On the other hand, using a real-time simulator inside a test bench makes it possible to generate and inject into the speed governor a signal that is computed according to the current power variation of the generator. If this input signal results from simulated speed computed according to the turbine power variation and rotating inertia, we are performing a closed-loop test, corresponding to the operation in islanded network. The system response could therefore be considered as the natural response to an external disturbance, actually a load variation, as if the generating unit was supplying this load alone, i.e. as if operating in islanded (isochronous) mode.
The main added value of BERTA is to provide this feature that ensures the speed governor is correctly set for isochronous mode frequency stability and for contributing to the whole power system stability. If a closed-loop test conducted with the test bench reveals instability or under-damped oscillations, this means the tested unit deteriorates the whole system stability. As too many generating units exhibit similar behaviors, the whole system stability is endangered. When 50% of its total rotating inertia originates from units that would be unstable in isochronous operating mode, a system is on the edge of a major outage.
Some results from the use of BERTA
Since 2009, Hydro-Quebec Production has used RT-LAB BERTA to validate governor settings that were recommended following off-line simulations, to make sure that they contribute to Quebec’s grid stability.
BERTA recently demonstrated its efficiency in a series of on-site tests at Eastmain 1A. Tests on a 260-MW unit were conducted to identify and validate the speed governor and hydraulic turbine dynamic models to be used in the utility’s power system transient stability program. Its integrated islanded operation real-time simulator, directly connected to the generating unit speed governor, was used to identify and validate the speed governor and turbine models and find adequate settings for islanded operation, thus ensuring the unit will contribute to the whole power system stability. As was the case with former on-line tests in two other hydroelectric plants, the islanded operation simulator made it possible to observe poorly damped gate servomotor oscillations that cannot be revealed by conventional open-loop tests.
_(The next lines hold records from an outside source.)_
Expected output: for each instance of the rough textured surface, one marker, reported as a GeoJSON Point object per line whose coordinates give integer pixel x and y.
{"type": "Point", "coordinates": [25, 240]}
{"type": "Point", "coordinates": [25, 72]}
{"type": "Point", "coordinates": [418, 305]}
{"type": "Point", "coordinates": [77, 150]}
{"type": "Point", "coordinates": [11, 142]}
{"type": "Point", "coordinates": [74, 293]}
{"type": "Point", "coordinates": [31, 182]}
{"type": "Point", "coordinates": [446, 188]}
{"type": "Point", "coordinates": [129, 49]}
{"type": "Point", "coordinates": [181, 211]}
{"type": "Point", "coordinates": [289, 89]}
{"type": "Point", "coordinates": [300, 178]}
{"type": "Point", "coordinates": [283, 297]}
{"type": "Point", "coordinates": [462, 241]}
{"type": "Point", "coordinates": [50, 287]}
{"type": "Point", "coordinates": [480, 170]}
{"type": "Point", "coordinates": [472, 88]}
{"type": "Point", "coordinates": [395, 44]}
Sebastien Guindon, the lead engineer in speed governor testing at Hydro-Quebec Production, says: “Hydro-Quebec Production used BERTA to test hydraulic turbines and their governors in four hydropower plants. The last, but not least, was at Eastmain 1A power plant. Through real-time simulation of islanded system operation, using the real controllers, turbine and generating unit, it was shown how the use of classical theoretical models can be hazardous. It is recommended to perform tests for model identification and also for simulation behavior especially in isolated network to ensure that the controller settings contribute to network stability.”
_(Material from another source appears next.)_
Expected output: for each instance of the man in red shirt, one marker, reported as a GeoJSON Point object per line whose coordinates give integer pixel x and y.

At the Eastmain 1A powerhouse, the PSS emulator integrated in the BERTA simulator made it possible to demonstrate how valuable it is to use a multi-band PSS in reducing the frequency deviation following a major power/load unbalance disturbance. Figure 3 shows the effect of a multi-band PSS on the frequency deviation amplitude and stability. Considering the governor settings that were used during these two tests, it is obvious the multi-band PSS has a great stabilizing effect on the tested unit. It would have been impossible to observe this effect in open-loop and closed-loop tests without PSS emulation.
The use of BERTA for conducting on-site tests in power plants has been described by Hydro-Quebec TransEnergie as an appropriate tool for identifying and validating dynamic models of speed governors and turbines. More specifically, the transmission system owner agrees that the on-site real-time simulation of the islanded operating mode is a good method for analyzing the tested unit’s contribution to the system frequency stability.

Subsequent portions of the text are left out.